The report finds that 26 states provide retailer compensation, which is calculated as a percentage of the sales tax collected, while 19 states and the District of Columbia do not. Five states do not have a state sales tax.
“The big problem is that 13 of those 26 states put no ceiling on the amount an individual business can receive,” said Philip Mattera, Good Jobs First Research Director and principal author of the report. “This creates a windfall for giant retailers such as Wal-Mart, which we estimate receives a total of about $60 million a year from retailer compensation programs.”

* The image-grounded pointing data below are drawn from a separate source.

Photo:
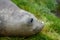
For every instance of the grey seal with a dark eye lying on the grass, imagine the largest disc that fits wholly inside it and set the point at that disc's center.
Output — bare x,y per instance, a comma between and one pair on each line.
17,22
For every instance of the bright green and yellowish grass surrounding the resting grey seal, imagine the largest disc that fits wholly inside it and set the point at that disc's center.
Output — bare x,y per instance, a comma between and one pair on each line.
42,10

The states without a ceiling can end up giving away substantial amounts of sales tax revenue. The report finds that Illinois leads the nation with an annual revenue loss of $126 million. Texas is second at $89 million, followed by Pennsylvania at $72 million and Colorado at $68 million.
The report notes that states that currently provide no retailer compensation may have to do so in the future if they participate in a new streamlined sales tax system for interstate online and mail-order transactions. Proposed federal legislation to enable states to collect sales tax on remote transactions would also require them to provide “reasonable” compensation to retailers for collecting tax on all their sales, but it would be left to each state to decide what is reasonable.

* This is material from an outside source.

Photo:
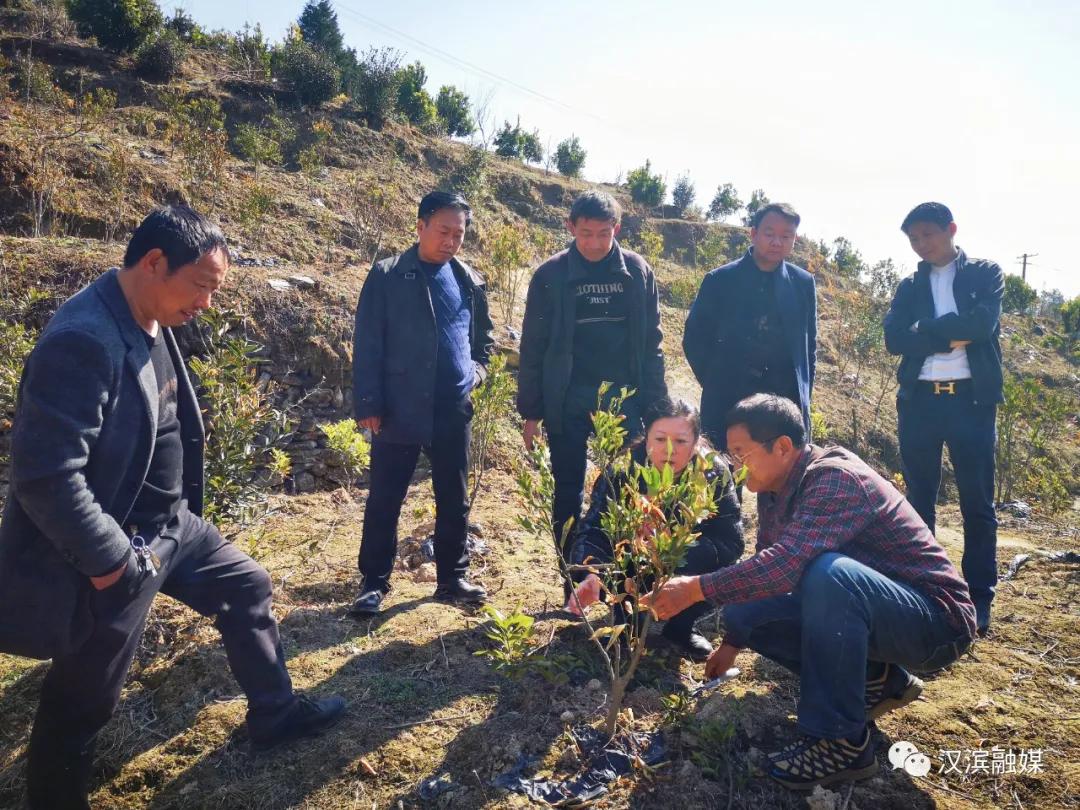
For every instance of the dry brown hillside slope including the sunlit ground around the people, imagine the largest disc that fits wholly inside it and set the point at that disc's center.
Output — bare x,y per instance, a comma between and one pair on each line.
422,705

“Even if you accept the idea that retailers deserve some compensation,” Mattera said, “it is difficult to justify an open-ended amount. The main expenses that retailers incur with regard to sales taxes—especially software programs to track them—are fixed costs that do not rise in tandem with growth in receipts. States should keep that in mind when determining their definition of reasonable.”

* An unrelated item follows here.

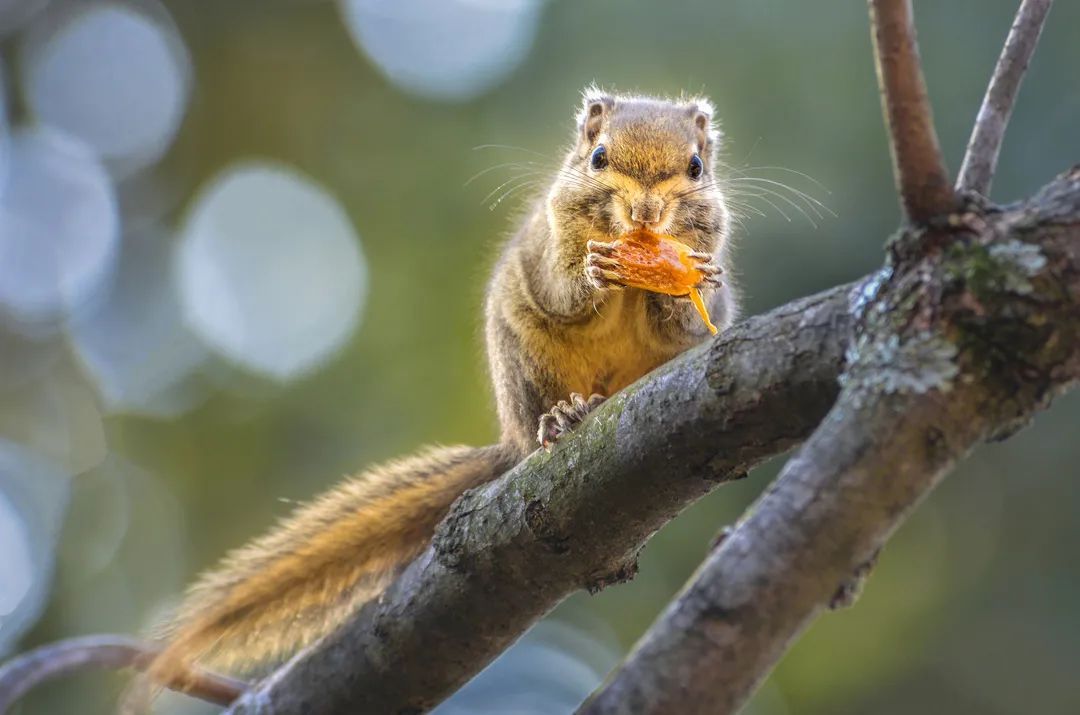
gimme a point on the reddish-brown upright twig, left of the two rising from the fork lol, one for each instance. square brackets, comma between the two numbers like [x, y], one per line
[920, 171]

Skimming the Sales Tax also looks at another way local governments lose sales tax revenue: the giveaway of those revenues as economic development subsidies for large retail projects. There are no national figures on such subsidies—which include sales tax rebates and sales tax increment financing—but the report gathers available information on the extent they have been used by the country’s largest retailer, Wal-Mart Stores. It finds that over the past decade Wal-Mart projects have received a total of $130 million (or an average of $13 million a year) from sales tax-based subsidies.
The report concludes with policy options, including suggestions that states without ceilings on retailer compensation consider adopting them, and that localities consider avoiding the use of subsidies for retail projects except in those limited cases in which they are truly necessary to bring basic retail necessities such as groceries and drugstores to communities that are demonstrably underserved.